Welche Erinnerungen haben Sie an Ihre Studienzeit in Leipzig?
Ich habe 2005 begonnen, an der Medizinischen Fakultät der Universität Leipzig Humanmedizin zu studieren und 2011 erfolgreich approbiert. Damals belegte ich noch Kurse im alten DDR-Bau der Universität am Augustusplatz und es wurde am Patientenbett im 12-stöckigen Bettenhaus 2 in der Liebigstraße gelehrt. Neben des umfangreichen Lernstoffes und ständigen Klausuren sowie Testaten erinnere ich mich auch an legendäre Darmspülungsparties
im Spizzkeller und süffige Tanznächte im TV-Club. Meine persönlichen Highlights waren die Titel im Deutschen Medizinerfußball, die wir insgesamt viermal gewinnen konnten und damit bis heute deutsche Rekordmeisterinnen sind.
Welche Bedeutung hat die Uni Leipzig heute für Sie?

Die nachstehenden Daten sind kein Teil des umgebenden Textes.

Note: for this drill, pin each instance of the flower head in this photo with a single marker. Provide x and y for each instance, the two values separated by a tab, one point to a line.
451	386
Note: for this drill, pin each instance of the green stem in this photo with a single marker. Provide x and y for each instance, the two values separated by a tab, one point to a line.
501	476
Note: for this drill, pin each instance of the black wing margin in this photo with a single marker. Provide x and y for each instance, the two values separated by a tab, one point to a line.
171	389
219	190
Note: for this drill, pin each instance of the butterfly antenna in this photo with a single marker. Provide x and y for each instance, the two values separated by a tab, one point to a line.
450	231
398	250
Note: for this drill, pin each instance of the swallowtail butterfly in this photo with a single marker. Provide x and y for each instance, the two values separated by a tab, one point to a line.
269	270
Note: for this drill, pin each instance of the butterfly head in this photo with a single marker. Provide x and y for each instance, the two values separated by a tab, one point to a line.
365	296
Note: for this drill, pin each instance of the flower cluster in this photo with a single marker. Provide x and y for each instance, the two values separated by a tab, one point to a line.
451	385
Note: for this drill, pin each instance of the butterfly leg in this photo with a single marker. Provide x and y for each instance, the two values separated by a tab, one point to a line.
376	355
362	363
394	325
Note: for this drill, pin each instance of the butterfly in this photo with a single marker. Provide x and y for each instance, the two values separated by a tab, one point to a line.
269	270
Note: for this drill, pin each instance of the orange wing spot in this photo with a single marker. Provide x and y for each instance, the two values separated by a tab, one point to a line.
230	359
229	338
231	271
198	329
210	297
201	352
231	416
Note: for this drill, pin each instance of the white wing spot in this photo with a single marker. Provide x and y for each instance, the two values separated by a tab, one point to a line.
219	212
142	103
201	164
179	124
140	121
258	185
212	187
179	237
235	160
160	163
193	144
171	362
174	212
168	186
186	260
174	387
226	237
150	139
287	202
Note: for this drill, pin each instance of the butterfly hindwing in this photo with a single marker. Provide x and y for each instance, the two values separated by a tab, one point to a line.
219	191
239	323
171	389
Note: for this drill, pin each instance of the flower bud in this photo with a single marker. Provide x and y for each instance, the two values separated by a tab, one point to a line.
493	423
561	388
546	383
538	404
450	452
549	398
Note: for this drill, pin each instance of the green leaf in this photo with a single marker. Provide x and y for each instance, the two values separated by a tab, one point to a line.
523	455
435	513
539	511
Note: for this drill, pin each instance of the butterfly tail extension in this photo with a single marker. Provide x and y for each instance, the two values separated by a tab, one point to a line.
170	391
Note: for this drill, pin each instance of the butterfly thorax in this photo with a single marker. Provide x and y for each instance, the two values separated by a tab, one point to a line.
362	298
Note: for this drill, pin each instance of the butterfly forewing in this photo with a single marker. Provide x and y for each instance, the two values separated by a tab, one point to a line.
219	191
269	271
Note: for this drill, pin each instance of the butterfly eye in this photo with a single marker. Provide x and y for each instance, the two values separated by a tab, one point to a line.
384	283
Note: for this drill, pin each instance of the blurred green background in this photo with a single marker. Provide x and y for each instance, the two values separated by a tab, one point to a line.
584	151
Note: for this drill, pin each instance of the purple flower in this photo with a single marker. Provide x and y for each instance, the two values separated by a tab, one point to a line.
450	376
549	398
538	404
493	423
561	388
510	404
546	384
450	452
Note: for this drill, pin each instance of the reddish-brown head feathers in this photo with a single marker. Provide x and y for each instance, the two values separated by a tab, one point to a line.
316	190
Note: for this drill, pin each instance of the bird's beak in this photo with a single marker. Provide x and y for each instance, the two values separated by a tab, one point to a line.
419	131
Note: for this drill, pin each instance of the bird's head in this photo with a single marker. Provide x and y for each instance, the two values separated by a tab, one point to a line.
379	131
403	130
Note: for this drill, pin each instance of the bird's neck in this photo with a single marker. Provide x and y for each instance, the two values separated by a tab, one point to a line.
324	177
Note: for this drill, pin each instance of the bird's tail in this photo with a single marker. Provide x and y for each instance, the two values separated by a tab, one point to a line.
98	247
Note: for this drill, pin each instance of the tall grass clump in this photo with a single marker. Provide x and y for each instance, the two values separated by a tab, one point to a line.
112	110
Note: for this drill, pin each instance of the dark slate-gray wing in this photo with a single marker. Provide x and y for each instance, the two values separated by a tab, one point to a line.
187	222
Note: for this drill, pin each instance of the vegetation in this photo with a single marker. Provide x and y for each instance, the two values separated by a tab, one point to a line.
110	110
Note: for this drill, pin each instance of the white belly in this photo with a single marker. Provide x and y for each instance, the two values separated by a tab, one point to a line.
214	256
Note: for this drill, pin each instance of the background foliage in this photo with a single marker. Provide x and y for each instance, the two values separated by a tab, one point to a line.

Mit der Universität Leipzig verbinde ich heute eine moderne, junge und diverse Universität. Mit Freude beobachte ich die Entwicklungen, die die Universität und insbesondere auch die Medizinische Fakultät nehmen.
Wie ist Ihr ehrenamtlichen Engagement am Leipziger Hauptbahnhof im Rahmen der Hilfe für Ankommende aus der Ukraine zustande gekommen?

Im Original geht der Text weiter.